Dozens of people gathered o utside the convenience store on Tuesday after hearing the news and held a vigil.
One of Mr Sterling's aunts led the crowd in chants of "No justice, no peace!"
"It's been almost a year and we're still suffering like it happened yesterday," said Veda Sterling.
"We need closure. We need a conviction. We need justice."
Local activist Arthur Reed said he broke the news to another of Mr Sterling's aunts, Sandra, in a phone call.
He said she broke down and was "heartbroken", not only because of the decision but because the Justice Department did not notify the family first.
"We just think it wasn't done properly," he said.
No public announcement has been made by the department and many officials in Baton Rouge said they had not been notified.
"The Governor's Office has not been notified of a timeline or decision regarding the Alton Sterling investigation," said Richard Carbo, a spokesman for governor John Bel Edwards .
"We have been in constant contact with the US Attorney's Office and were assured that both our office and the Sterling family would be given advance notice."
Mr Salamoni's lawyer, John McLindon, said he could not comment until he read an official report from the Justice Department.
Justin Bamberg, a lawyer for some of Mr Sterling's relatives, has said the family wanted an indictment.
Mr Bamberg also represents relatives of Walter Scott, an unarmed black man who was running from a traffic stop in Charleston, South Carolina, when a white police officer shot him dead in 2015.
The former officer, Michael Slager, 35, pleaded guilty to federal civil rights charges on Tuesday, five months after a jury emerged deadlocked on state murder charges against him.
Tuesday's move in the Sterling case was the highest-profile decision not to bring charges against police officers in a deadly shooting since Jeff Sessions became US attorney general.

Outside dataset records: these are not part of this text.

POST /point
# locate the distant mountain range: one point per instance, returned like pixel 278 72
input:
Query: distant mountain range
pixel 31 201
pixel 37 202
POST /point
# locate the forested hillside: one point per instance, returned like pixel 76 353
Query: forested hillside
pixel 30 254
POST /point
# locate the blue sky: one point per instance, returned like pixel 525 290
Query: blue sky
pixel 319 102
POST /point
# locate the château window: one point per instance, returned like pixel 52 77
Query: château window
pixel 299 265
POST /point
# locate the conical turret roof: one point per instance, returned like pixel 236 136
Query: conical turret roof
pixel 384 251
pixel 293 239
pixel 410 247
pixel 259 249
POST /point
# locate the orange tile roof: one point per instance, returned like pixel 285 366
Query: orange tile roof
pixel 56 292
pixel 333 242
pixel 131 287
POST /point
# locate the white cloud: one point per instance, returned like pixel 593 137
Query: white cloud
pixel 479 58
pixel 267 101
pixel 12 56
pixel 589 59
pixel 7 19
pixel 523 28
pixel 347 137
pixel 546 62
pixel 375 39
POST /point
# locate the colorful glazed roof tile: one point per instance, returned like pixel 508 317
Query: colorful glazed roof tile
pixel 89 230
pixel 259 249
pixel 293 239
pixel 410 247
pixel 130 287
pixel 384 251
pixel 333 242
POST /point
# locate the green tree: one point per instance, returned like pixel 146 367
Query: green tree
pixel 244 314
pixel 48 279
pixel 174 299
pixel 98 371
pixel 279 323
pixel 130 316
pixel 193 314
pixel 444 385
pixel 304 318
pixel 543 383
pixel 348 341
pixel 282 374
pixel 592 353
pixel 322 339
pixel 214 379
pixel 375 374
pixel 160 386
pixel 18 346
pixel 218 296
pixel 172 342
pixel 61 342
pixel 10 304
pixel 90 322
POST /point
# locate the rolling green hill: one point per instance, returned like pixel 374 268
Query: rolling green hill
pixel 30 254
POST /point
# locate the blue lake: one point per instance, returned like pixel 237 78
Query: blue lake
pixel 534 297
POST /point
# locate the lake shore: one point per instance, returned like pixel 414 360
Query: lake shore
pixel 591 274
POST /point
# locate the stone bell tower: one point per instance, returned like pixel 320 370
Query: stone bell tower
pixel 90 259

But the federal investigation into possible civil rights violations by the officers was seen as problematic.
Authorities in such cases must meet a difficult standard of proof, a challenge that has complicated prosecutions in past police shootings.
Mr Sessions has said the Justice Department is committed to holding individual officers accountable when they break the law, but also believes too much federal scrutiny of police forces can diminish officers' effectiveness and hurt morale.
The videos show Mr Sterling scuffling with the officers after they responded to a complaint that Mr Sterling had threatened the caller with a gun outside the convenience store.
The two officers had Mr Sterling pinned on his back when gunfire erupted, moments after someone yelled: "He's got a gun!"
Baton Rouge's police chief has said Mr Sterling was armed and the store's owner has said he was not holding a gun during the shooting, but he saw officers remove one from his pocket afterwards.
As a convicted offender, Sterling could not legally carry a gun.
Court records show he pleaded guilty in 2011 to being a felon in possession of a firearm and illegally carrying a weapon and was arrested in May 2009 after an officer confronted him outside another store where he was selling CDs.
Police said they had dashcam and bodycam video and store surveillance footage of the shooting but none has been released and a coroner's report on Mr Sterling's post-mortem examination has been sealed.
Both officers were placed on administrative leave, a standard procedure. Each had two previous "use of force" complaints against them and records indicate they were cleared in all cases.